On 21 September 2017, Syrian human rights defender Orouba Barakat and her journalist daughter Halla Barakat were found stabbed to death in their apartment in Istanbul’s Uskudar neighbourhood on the Asian side of the city.
Orouba Barakat was a prominent Syrian human rights defender and has produced numerous documentaries and interviews in English and Arabic about the prison massacres carried out by the Assad regime. Recently she had been investigating alleged torture in prisons run by the Syrian government. Her daughter Halla Bakarat was working as an editor for the pro-opposition website Orient News. After the outbreak of the Syrian civil war in 2011, they had gone to Britain, then the United Arab Emirates before moving to Istanbul.

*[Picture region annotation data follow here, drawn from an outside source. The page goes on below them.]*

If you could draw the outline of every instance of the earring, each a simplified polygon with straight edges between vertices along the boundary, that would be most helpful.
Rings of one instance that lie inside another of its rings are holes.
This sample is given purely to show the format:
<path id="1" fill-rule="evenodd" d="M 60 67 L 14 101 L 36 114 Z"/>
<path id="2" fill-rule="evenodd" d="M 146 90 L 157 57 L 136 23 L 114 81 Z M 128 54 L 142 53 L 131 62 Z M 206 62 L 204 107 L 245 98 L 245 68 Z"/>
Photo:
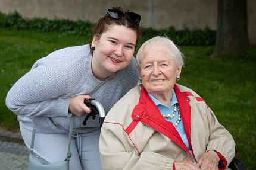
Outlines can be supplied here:
<path id="1" fill-rule="evenodd" d="M 141 81 L 141 78 L 139 78 L 139 84 L 142 84 L 142 82 Z"/>

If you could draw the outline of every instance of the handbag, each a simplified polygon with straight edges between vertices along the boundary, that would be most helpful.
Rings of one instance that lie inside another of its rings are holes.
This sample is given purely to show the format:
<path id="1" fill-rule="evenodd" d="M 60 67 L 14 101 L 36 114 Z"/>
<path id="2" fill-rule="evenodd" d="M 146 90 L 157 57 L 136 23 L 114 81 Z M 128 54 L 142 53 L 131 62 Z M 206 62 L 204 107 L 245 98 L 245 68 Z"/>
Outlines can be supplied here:
<path id="1" fill-rule="evenodd" d="M 68 136 L 68 145 L 67 153 L 67 158 L 63 161 L 58 162 L 50 163 L 46 160 L 39 156 L 33 152 L 35 136 L 36 134 L 36 130 L 33 129 L 32 139 L 31 140 L 31 145 L 30 149 L 30 153 L 29 158 L 29 170 L 68 170 L 69 161 L 71 155 L 70 152 L 70 144 L 71 140 L 73 127 L 74 125 L 74 116 L 72 115 L 70 120 L 70 128 L 69 130 Z"/>
<path id="2" fill-rule="evenodd" d="M 89 95 L 93 94 L 96 89 L 102 85 L 110 78 L 110 76 L 108 76 L 104 81 L 102 82 L 92 92 L 90 92 Z M 70 152 L 70 144 L 72 136 L 73 127 L 74 125 L 74 115 L 73 114 L 70 120 L 70 128 L 69 130 L 68 145 L 67 149 L 67 158 L 63 161 L 50 163 L 34 153 L 33 149 L 36 130 L 34 128 L 33 129 L 32 139 L 31 140 L 30 153 L 29 157 L 29 170 L 69 170 L 69 161 L 71 156 Z"/>

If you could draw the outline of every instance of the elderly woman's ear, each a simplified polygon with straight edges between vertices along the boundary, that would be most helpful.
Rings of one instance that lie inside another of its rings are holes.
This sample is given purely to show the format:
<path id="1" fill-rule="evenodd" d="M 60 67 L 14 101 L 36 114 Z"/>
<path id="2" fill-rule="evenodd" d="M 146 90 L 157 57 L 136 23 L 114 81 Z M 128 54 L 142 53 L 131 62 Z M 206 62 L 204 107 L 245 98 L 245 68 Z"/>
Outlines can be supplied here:
<path id="1" fill-rule="evenodd" d="M 182 72 L 182 66 L 180 66 L 177 69 L 176 81 L 180 79 L 180 73 Z"/>

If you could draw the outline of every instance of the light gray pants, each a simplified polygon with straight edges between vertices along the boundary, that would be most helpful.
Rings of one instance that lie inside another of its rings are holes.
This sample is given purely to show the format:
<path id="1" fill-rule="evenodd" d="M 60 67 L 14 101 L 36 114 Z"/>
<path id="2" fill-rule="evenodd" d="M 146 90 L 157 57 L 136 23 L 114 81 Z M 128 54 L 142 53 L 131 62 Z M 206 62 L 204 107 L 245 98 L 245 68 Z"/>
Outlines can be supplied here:
<path id="1" fill-rule="evenodd" d="M 30 147 L 33 127 L 32 123 L 20 122 L 20 131 L 26 145 Z M 99 152 L 100 130 L 79 133 L 72 137 L 70 169 L 101 169 Z M 67 156 L 68 135 L 36 133 L 34 152 L 50 163 L 65 160 Z M 80 155 L 80 156 L 79 156 Z"/>

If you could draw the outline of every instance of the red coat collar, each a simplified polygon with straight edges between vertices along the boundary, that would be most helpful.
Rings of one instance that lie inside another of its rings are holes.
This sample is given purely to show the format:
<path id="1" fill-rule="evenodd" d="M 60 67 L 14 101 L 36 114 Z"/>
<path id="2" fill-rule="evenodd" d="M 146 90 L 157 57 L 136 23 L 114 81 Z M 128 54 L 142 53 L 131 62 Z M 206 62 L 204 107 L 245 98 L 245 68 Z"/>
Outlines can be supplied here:
<path id="1" fill-rule="evenodd" d="M 190 134 L 191 110 L 189 105 L 189 98 L 186 96 L 186 93 L 181 92 L 176 85 L 174 90 L 178 100 L 188 140 L 191 148 L 192 148 Z M 142 86 L 139 104 L 135 106 L 132 114 L 132 117 L 135 120 L 141 121 L 166 135 L 190 154 L 173 124 L 163 117 L 160 110 L 143 86 Z"/>

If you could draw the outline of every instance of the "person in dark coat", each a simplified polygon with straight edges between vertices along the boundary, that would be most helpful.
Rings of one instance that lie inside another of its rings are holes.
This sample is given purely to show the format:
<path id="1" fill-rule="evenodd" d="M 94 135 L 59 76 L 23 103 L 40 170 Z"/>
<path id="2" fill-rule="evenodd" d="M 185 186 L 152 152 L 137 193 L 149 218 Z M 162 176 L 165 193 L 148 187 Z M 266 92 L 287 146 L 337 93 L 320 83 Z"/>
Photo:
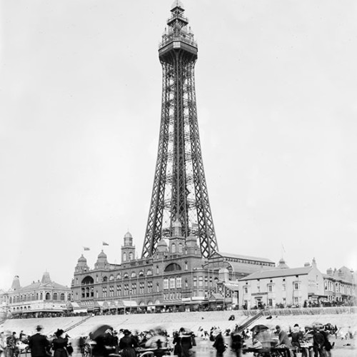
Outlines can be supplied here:
<path id="1" fill-rule="evenodd" d="M 238 328 L 233 331 L 231 335 L 231 347 L 236 352 L 237 357 L 241 357 L 243 348 L 243 338 L 239 333 Z"/>
<path id="2" fill-rule="evenodd" d="M 226 351 L 226 346 L 224 345 L 224 340 L 222 336 L 222 332 L 220 329 L 216 330 L 216 338 L 213 347 L 216 348 L 216 357 L 223 357 L 223 354 Z"/>
<path id="3" fill-rule="evenodd" d="M 174 344 L 174 354 L 177 357 L 181 357 L 181 338 L 178 332 L 174 333 L 174 339 L 172 340 Z"/>
<path id="4" fill-rule="evenodd" d="M 42 326 L 39 325 L 36 328 L 37 332 L 29 338 L 29 347 L 31 357 L 46 357 L 51 354 L 50 343 L 47 337 L 41 333 L 42 328 Z"/>
<path id="5" fill-rule="evenodd" d="M 69 356 L 71 357 L 72 356 L 73 352 L 74 352 L 73 346 L 72 346 L 72 344 L 71 343 L 71 342 L 68 343 L 67 352 L 68 352 Z"/>
<path id="6" fill-rule="evenodd" d="M 138 347 L 136 338 L 131 336 L 129 330 L 124 330 L 124 336 L 119 341 L 119 349 L 122 357 L 136 357 L 135 348 Z"/>
<path id="7" fill-rule="evenodd" d="M 187 333 L 183 327 L 180 328 L 180 339 L 181 356 L 189 357 L 191 355 L 190 350 L 192 348 L 192 336 L 191 333 Z"/>
<path id="8" fill-rule="evenodd" d="M 325 335 L 322 333 L 318 328 L 315 328 L 313 341 L 313 348 L 315 357 L 324 357 L 325 352 L 323 350 L 325 348 L 326 338 Z"/>
<path id="9" fill-rule="evenodd" d="M 52 349 L 54 357 L 68 357 L 67 346 L 68 336 L 64 336 L 64 331 L 58 329 L 55 333 L 55 338 L 52 341 Z"/>

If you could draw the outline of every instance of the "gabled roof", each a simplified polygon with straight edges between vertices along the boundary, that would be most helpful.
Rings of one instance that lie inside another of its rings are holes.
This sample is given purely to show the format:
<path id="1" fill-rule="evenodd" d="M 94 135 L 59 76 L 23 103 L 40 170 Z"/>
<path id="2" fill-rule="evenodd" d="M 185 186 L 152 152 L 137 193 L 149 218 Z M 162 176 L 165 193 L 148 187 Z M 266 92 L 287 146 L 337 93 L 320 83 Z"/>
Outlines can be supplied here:
<path id="1" fill-rule="evenodd" d="M 261 258 L 257 256 L 243 256 L 241 254 L 233 254 L 232 253 L 225 253 L 223 251 L 217 251 L 216 254 L 227 258 L 236 258 L 237 259 L 244 259 L 247 261 L 262 261 L 264 263 L 274 263 L 273 261 L 271 261 L 270 259 L 268 259 L 266 258 Z"/>
<path id="2" fill-rule="evenodd" d="M 303 266 L 301 268 L 290 268 L 286 269 L 266 269 L 253 273 L 253 274 L 245 276 L 239 279 L 239 281 L 278 278 L 279 276 L 291 276 L 294 275 L 306 275 L 312 268 L 312 266 Z"/>

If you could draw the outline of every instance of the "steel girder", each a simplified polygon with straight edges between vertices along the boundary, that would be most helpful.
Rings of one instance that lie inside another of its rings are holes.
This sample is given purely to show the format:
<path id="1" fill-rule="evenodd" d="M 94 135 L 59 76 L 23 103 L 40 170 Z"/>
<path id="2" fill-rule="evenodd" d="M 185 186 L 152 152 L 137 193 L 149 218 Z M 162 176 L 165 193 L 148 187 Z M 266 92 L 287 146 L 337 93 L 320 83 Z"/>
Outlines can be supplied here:
<path id="1" fill-rule="evenodd" d="M 195 234 L 203 257 L 218 250 L 203 170 L 197 121 L 194 65 L 197 47 L 183 29 L 183 9 L 176 7 L 163 36 L 161 119 L 158 156 L 142 257 L 150 257 L 159 241 L 170 236 L 178 219 L 182 235 Z M 185 21 L 183 20 L 185 19 Z"/>

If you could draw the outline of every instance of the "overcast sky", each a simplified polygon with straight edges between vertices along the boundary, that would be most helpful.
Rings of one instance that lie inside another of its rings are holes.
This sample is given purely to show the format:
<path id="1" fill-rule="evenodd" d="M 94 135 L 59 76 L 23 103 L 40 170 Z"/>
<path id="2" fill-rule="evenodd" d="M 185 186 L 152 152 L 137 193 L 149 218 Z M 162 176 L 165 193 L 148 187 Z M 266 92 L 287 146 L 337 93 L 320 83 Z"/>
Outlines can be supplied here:
<path id="1" fill-rule="evenodd" d="M 171 4 L 1 1 L 0 288 L 141 256 Z M 219 249 L 356 270 L 357 2 L 183 5 Z"/>

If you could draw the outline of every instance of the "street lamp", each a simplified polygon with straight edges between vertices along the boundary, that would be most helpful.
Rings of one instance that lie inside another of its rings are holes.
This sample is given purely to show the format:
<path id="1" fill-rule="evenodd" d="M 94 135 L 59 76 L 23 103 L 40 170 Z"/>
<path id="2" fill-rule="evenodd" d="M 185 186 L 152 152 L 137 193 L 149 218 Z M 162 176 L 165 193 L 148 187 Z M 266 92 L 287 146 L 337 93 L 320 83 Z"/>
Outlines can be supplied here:
<path id="1" fill-rule="evenodd" d="M 352 296 L 352 306 L 354 306 L 354 302 L 355 302 L 355 291 L 354 291 L 354 278 L 353 278 L 353 269 L 351 269 L 351 274 L 352 276 L 352 293 L 351 293 L 351 296 Z"/>
<path id="2" fill-rule="evenodd" d="M 133 293 L 133 289 L 129 290 L 129 299 L 130 299 L 130 307 L 129 313 L 131 313 L 131 294 Z"/>

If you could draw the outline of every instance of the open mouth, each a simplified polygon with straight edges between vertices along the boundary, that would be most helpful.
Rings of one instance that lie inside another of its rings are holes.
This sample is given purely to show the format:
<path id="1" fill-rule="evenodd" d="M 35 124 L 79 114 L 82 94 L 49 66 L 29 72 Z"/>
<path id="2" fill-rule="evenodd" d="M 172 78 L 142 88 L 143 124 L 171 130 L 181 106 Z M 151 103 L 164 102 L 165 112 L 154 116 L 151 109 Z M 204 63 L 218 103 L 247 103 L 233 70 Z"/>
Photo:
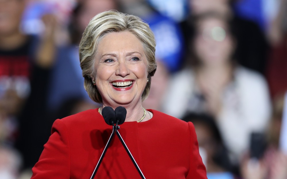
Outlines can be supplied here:
<path id="1" fill-rule="evenodd" d="M 125 88 L 130 86 L 132 84 L 133 82 L 131 81 L 123 82 L 113 82 L 112 83 L 113 86 L 117 88 Z"/>

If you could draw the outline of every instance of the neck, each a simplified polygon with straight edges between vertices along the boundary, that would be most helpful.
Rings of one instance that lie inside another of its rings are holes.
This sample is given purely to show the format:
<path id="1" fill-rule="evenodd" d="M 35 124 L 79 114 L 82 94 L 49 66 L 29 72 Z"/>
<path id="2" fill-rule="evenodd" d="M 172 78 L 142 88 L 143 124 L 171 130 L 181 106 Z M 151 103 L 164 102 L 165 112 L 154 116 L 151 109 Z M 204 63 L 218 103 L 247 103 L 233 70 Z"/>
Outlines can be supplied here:
<path id="1" fill-rule="evenodd" d="M 106 106 L 110 106 L 115 109 L 119 106 L 124 107 L 127 109 L 127 117 L 125 120 L 126 122 L 137 121 L 140 120 L 144 116 L 144 112 L 141 102 L 138 103 L 136 105 L 132 106 L 130 104 L 112 105 L 104 104 L 102 109 Z"/>
<path id="2" fill-rule="evenodd" d="M 0 48 L 3 50 L 12 50 L 24 44 L 27 36 L 20 32 L 9 35 L 0 35 Z"/>
<path id="3" fill-rule="evenodd" d="M 230 63 L 217 65 L 201 65 L 196 70 L 197 73 L 205 76 L 214 76 L 230 74 L 233 69 Z"/>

On the night of 21 September 2017, after friends of mother and daughter were unable to contact them, they called the police and the bodies were found in their apartment. Post-mortem examinations indicated that the pair had been dead for three days. Family members and friends believe that the reason of these murderers is human rights works that they carried out.
This is not the first time Syrian opposition figures have been killed in Turkey. Since the war began, Turkey has become a home for approximately 3 million refugees including Syrian human rights defenders. In 2015, Syrian journalist, film maker and human rights defender Naji Jerf was killed in Turkey’s border city of Gaziantep and in 2016, journalist and human rights defenders Zahir El Sherquat was also killed in Gaziantep.